Na coluna de sábado passado, a leitora Taíse comenta que, em viagem recente, viu de perto um Brasil “de crianças descalças que nunca tiveram acesso a tratamento dentário, mas que recebem um visitante com cativante sorriso, de adultos com poucos recursos e instrução, mas que têm disposição para compartilhar alimento e abrigo com quem necessite” e completa perguntando: “Será esse o segredo? Olhar menos para o próprio umbigo ou para o olho do furacão e em vez disso olhar em volta? O que cada um de nós tem feito para melhorar o mundo ao nosso redor? Não ignoro a crise e seus desdobramentos, mas acredito que passaremos por ela se não deixarmos de enxergar o que há além dela”.

Parece que o discurso de Taíse se afina com o de Obama quando ele diz: “Por mais que um governo possa e deva fazer, é em última análise na fé e na determinação do povo americano que esta nação confia. É a bondade de acolher um estranho quando as represas arrebentam, o desprendimento de trabalhadores que preferem diminuir suas horas de trabalho a ver um amigo perder o emprego que nos assistem em nossas horas mais sombrias. É a coragem de um bombeiro para invadir uma escadaria cheia de fumaça, mas também a disposição de um pai para criar uma criança que finalmente decidem nosso destino”.

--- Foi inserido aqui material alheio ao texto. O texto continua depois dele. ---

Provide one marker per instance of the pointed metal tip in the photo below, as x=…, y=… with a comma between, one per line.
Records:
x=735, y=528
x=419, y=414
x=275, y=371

As pessoas, estadistas e leitores, andam inspiradas e inspiradoras. Elas tornam fácil a escrita desta coluna. Elas nos mostram que altos e baixos fazem parte da vida, que às vezes é preciso mexer nos direitos de alguns em favor da maioria, que os momentos de crise são para analisar o que é realmente necessário, cortar supérfluos, rever projetos e estratégias, na certeza de que toda situação, por pior que se apresente, tem um lado bom. A crise de 1929, por exemplo, fez surgir uma nova ordem econômica mundial. E, como dizem os economistas, o dinheiro não vai sumir, apenas mudará de mãos, mais uma vez. Valeu, Obama, Valeu, Taíse, Valeu, irmã! Até sábado, leitores!